[FFmpeg-devel] [PATCH 10/14] swscale/range_convert: fix mpeg ranges in yuv range conversion for non-8-bit pixel formats

Sat Sep 28 19:10:00 EEST 2024

Hi Christophe,

On Sat, Sep 28, 2024 at 3:21 PM Christophe Gisquet
<christophe.gisquet at gmail.com> wrote:
> Le lun. 23 sept. 2024 à 16:19, Ramiro Polla <ramiro.polla at gmail.com> a écrit :
> > For bit depths <= 14, amax is 16-bit and offset is 32-bit.
> > For bit depths > 14, amax is 32-bit and offset is 64-bit.
>
> [...]
>
> > -static void chrRangeToJpeg_c(int16_t *dstU, int16_t *dstV, int width)

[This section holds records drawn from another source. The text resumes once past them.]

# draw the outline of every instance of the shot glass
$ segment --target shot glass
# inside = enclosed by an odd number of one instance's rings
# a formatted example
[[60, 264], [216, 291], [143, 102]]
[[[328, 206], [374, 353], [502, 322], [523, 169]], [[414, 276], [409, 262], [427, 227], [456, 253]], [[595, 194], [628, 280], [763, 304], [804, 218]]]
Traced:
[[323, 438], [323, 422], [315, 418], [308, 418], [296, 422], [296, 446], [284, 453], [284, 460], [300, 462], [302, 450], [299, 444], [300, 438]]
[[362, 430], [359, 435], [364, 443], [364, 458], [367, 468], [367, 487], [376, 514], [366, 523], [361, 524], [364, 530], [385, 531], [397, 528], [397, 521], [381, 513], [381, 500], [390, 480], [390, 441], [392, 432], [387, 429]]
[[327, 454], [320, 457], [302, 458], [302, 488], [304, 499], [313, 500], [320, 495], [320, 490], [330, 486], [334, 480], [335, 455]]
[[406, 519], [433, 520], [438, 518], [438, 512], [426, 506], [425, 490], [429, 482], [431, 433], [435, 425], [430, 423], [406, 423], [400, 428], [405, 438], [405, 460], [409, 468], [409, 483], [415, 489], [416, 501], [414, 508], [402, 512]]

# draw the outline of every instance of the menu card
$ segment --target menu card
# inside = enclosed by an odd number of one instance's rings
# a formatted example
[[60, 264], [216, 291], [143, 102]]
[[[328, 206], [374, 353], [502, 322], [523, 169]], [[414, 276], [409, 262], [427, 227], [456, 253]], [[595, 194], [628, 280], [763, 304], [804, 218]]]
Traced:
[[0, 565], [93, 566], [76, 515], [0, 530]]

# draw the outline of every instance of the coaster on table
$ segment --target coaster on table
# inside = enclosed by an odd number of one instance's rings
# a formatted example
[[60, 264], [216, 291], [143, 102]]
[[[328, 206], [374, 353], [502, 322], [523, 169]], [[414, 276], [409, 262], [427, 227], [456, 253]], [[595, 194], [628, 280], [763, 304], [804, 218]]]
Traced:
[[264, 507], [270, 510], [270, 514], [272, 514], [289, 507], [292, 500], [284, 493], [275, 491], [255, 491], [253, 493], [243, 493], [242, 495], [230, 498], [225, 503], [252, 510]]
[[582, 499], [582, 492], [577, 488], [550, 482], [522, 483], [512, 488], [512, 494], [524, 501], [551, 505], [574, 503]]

> > +static void chrRangeToJpeg_c(int16_t *dstU, int16_t *dstV, int width,
> > +                             int amax, int coeff, int64_t _offset)
> >  {
> > +    int offset = _offset;
> >      int i;
> >      for (i = 0; i < width; i++) {
> > -        dstU[i] = (FFMIN(dstU[i], 30775) * 4663 - 9289992) >> 12; // -264
> > -        dstV[i] = (FFMIN(dstV[i], 30775) * 4663 - 9289992) >> 12; // -264
> > +        dstU[i] = (FFMIN(dstU[i], amax) * coeff + offset) >> 14;
> > +        dstV[i] = (FFMIN(dstV[i], amax) * coeff + offset) >> 14;
> >      }
> >  }
> >
> > -static void chrRangeFromJpeg_c(int16_t *dstU, int16_t *dstV, int width)

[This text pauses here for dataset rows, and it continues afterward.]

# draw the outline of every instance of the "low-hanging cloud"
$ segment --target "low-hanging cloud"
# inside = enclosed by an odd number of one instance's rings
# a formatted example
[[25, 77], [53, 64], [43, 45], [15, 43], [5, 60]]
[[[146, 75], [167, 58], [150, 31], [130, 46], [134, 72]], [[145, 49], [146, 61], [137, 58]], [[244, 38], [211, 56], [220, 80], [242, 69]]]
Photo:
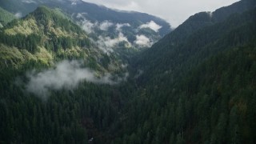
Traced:
[[153, 42], [145, 35], [136, 35], [134, 43], [142, 47], [150, 47]]
[[124, 36], [124, 34], [121, 32], [119, 32], [118, 36], [114, 38], [111, 38], [110, 37], [99, 36], [98, 40], [96, 42], [96, 43], [102, 50], [103, 50], [105, 53], [108, 53], [112, 52], [113, 47], [122, 42], [126, 42], [129, 45], [129, 46], [131, 46], [127, 38]]
[[113, 25], [114, 24], [109, 21], [104, 21], [99, 25], [99, 29], [106, 31]]
[[96, 84], [114, 85], [126, 79], [118, 77], [117, 80], [112, 80], [110, 74], [97, 77], [96, 72], [81, 67], [82, 62], [79, 61], [62, 61], [56, 65], [56, 68], [46, 70], [39, 73], [34, 71], [26, 74], [29, 82], [26, 86], [26, 90], [40, 98], [46, 98], [50, 90], [62, 89], [72, 90], [81, 82], [87, 81]]
[[17, 18], [20, 18], [22, 17], [22, 14], [21, 12], [18, 12], [14, 14]]
[[155, 32], [158, 32], [158, 30], [162, 28], [162, 26], [158, 25], [154, 21], [150, 21], [149, 22], [146, 22], [146, 24], [141, 25], [138, 28], [139, 29], [150, 28]]
[[121, 31], [122, 28], [124, 27], [124, 26], [130, 27], [130, 25], [129, 23], [117, 23], [116, 24], [116, 30], [117, 31]]
[[78, 13], [76, 18], [80, 18], [81, 21], [79, 25], [82, 29], [86, 33], [90, 34], [94, 32], [94, 29], [98, 26], [98, 22], [93, 23], [90, 20], [87, 20], [84, 15], [86, 15], [86, 13]]

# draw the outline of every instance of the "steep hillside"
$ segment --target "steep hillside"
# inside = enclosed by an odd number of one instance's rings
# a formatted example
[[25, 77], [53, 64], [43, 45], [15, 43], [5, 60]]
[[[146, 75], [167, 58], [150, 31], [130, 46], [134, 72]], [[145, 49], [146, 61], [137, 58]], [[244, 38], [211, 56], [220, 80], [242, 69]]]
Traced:
[[[120, 49], [116, 48], [132, 47], [138, 50], [139, 48], [150, 47], [171, 30], [168, 22], [155, 16], [134, 11], [115, 10], [82, 0], [0, 0], [0, 6], [22, 16], [42, 5], [59, 8], [90, 34], [94, 43], [106, 52], [112, 52], [113, 50], [121, 52]], [[105, 41], [111, 42], [103, 42]]]
[[[84, 3], [62, 2], [88, 24]], [[97, 20], [86, 34], [69, 10], [1, 29], [0, 143], [255, 143], [254, 1], [191, 16], [134, 57], [132, 26]]]
[[138, 90], [114, 142], [254, 143], [255, 14], [231, 14], [178, 45], [167, 36], [138, 55]]
[[3, 27], [14, 19], [15, 19], [15, 16], [14, 14], [0, 7], [0, 28]]
[[[2, 66], [24, 63], [26, 61], [18, 60], [23, 58], [50, 66], [56, 61], [67, 58], [84, 59], [88, 66], [95, 69], [108, 69], [109, 63], [104, 68], [100, 62], [105, 54], [90, 42], [78, 26], [66, 19], [58, 10], [39, 7], [24, 18], [5, 26], [1, 37], [0, 42], [6, 45], [2, 45], [1, 49]], [[14, 48], [7, 48], [13, 46]], [[7, 51], [15, 51], [15, 54]], [[113, 62], [117, 64], [117, 62]]]

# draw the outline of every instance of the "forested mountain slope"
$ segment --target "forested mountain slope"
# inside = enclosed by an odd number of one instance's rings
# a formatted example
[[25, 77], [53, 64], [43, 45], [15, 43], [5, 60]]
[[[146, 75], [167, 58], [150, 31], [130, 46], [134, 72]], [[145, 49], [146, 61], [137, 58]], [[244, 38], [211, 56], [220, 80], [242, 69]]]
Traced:
[[0, 143], [86, 143], [109, 131], [120, 102], [114, 85], [126, 78], [117, 56], [45, 6], [0, 35]]
[[115, 142], [255, 142], [255, 14], [232, 14], [179, 45], [164, 39], [139, 55], [138, 90]]
[[0, 29], [0, 143], [255, 143], [254, 1], [191, 16], [129, 66], [62, 11]]
[[[171, 30], [170, 24], [158, 17], [112, 10], [82, 0], [0, 0], [0, 6], [19, 17], [26, 16], [40, 6], [61, 10], [106, 52], [123, 54], [130, 50], [129, 48], [134, 52], [148, 48]], [[146, 41], [140, 42], [142, 38]]]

> > +static void chrRangeFromJpeg_c(int16_t *dstU, int16_t *dstV, int width,
> > +                               int amax, int coeff, int64_t _offset)
> >  {
> > +    int offset = _offset;
> >      int i;
> >      for (i = 0; i < width; i++) {
> > -        dstU[i] = (dstU[i] * 1799 + 4081085) >> 11; // 1469
> > -        dstV[i] = (dstV[i] * 1799 + 4081085) >> 11; // 1469
> > +        dstU[i] = (dstU[i] * coeff + offset) >> 14;
> > +        dstV[i] = (dstV[i] * coeff + offset) >> 14;
> >      }
> >  }
> >
> > -static void lumRangeToJpeg_c(int16_t *dst, int width)

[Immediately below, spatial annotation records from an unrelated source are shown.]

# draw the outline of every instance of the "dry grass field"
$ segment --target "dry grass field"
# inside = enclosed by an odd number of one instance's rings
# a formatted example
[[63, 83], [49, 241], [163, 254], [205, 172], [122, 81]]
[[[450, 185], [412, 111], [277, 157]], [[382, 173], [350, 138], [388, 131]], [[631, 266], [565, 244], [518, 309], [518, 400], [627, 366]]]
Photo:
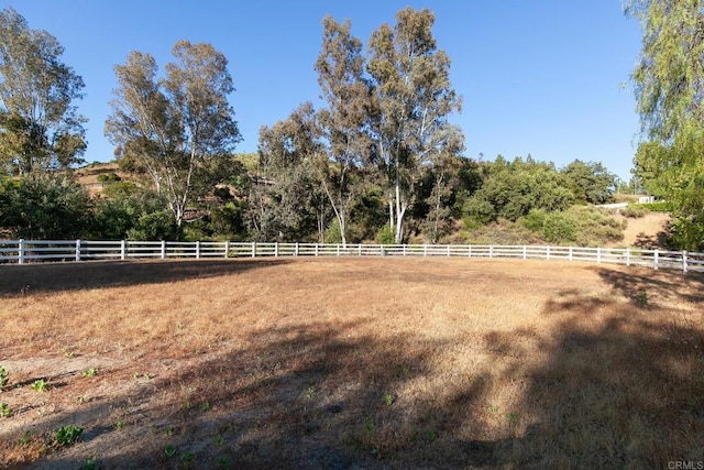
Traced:
[[0, 467], [704, 461], [703, 289], [546, 261], [2, 265]]

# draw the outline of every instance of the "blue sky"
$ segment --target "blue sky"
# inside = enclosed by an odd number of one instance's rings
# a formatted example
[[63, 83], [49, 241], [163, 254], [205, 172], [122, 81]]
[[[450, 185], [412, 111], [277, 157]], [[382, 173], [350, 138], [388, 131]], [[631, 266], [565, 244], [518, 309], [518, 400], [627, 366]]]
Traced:
[[630, 177], [639, 121], [628, 80], [640, 33], [619, 0], [0, 0], [56, 36], [84, 78], [88, 162], [112, 159], [102, 131], [113, 67], [131, 51], [163, 67], [178, 40], [213, 44], [237, 88], [231, 103], [244, 138], [237, 151], [254, 152], [262, 125], [318, 99], [314, 64], [326, 14], [349, 18], [366, 45], [407, 6], [436, 13], [433, 34], [464, 99], [452, 121], [465, 133], [466, 156], [531, 154], [558, 167], [580, 159]]

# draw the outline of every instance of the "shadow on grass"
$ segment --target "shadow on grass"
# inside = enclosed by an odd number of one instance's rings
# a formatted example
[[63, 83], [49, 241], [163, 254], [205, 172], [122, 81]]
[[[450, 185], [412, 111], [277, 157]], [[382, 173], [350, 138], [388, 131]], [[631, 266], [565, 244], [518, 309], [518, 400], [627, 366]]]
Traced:
[[[512, 456], [496, 463], [670, 468], [704, 461], [703, 325], [691, 309], [663, 300], [668, 293], [673, 303], [703, 297], [680, 292], [678, 275], [600, 275], [630, 302], [572, 293], [546, 303], [543, 315], [558, 318], [536, 341], [546, 360], [519, 361], [506, 372], [527, 381], [515, 407], [529, 423], [519, 438], [495, 448], [497, 457]], [[698, 289], [702, 277], [689, 284]], [[641, 288], [658, 302], [636, 307]]]
[[0, 296], [170, 283], [231, 275], [287, 262], [232, 259], [0, 265]]
[[371, 319], [261, 329], [229, 352], [45, 423], [101, 417], [79, 446], [36, 466], [76, 468], [91, 457], [99, 468], [667, 468], [704, 460], [702, 325], [680, 321], [686, 315], [678, 307], [645, 310], [623, 297], [641, 283], [676, 288], [678, 277], [600, 274], [619, 295], [556, 294], [542, 306], [546, 330], [483, 332], [477, 354], [493, 359], [480, 368], [438, 369], [466, 338], [360, 335]]

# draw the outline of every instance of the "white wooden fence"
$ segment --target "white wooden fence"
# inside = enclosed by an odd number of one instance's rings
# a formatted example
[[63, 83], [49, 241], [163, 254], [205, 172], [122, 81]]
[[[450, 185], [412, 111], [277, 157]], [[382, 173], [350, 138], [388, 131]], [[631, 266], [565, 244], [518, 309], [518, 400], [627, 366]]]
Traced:
[[94, 240], [0, 240], [0, 263], [42, 261], [130, 260], [138, 258], [256, 258], [256, 256], [462, 256], [568, 260], [593, 263], [641, 265], [704, 272], [704, 253], [617, 248], [485, 245], [485, 244], [341, 244], [94, 241]]

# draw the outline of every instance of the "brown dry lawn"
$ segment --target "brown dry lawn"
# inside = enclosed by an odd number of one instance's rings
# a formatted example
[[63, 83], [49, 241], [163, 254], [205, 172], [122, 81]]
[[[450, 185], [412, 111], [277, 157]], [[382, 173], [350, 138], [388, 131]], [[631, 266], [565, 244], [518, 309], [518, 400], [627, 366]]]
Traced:
[[704, 461], [703, 287], [515, 260], [2, 265], [0, 467]]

> > +static void lumRangeToJpeg_c(int16_t *dst, int width,
> > +                             int amax, int coeff, int64_t _offset)
> >  {
> > +    int offset = _offset;
> >      int i;
> >      for (i = 0; i < width; i++)
> > -        dst[i] = (FFMIN(dst[i], 30189) * 19077 - 39057361) >> 14;
> > +        dst[i] = (FFMIN(dst[i], amax) * coeff + offset) >> 14;
> >  }
>
> I'm a bit surprised by some of these formulas and the range you assert
> above. Somehow you make it clear by casting the offset parameters to
> narrower types, so all of the following is a non-issue.
>
> So, maybe some cases are special and so on, and you are working within
> some API constrain, but the code excerpts bother me a bit:
> * If dst as input is 16 bits, I don't see why amax would really be an
> int (except native integer etc)
> * If dst[i] = anything >> 14, with dst[i] 16 bits, you want "anything"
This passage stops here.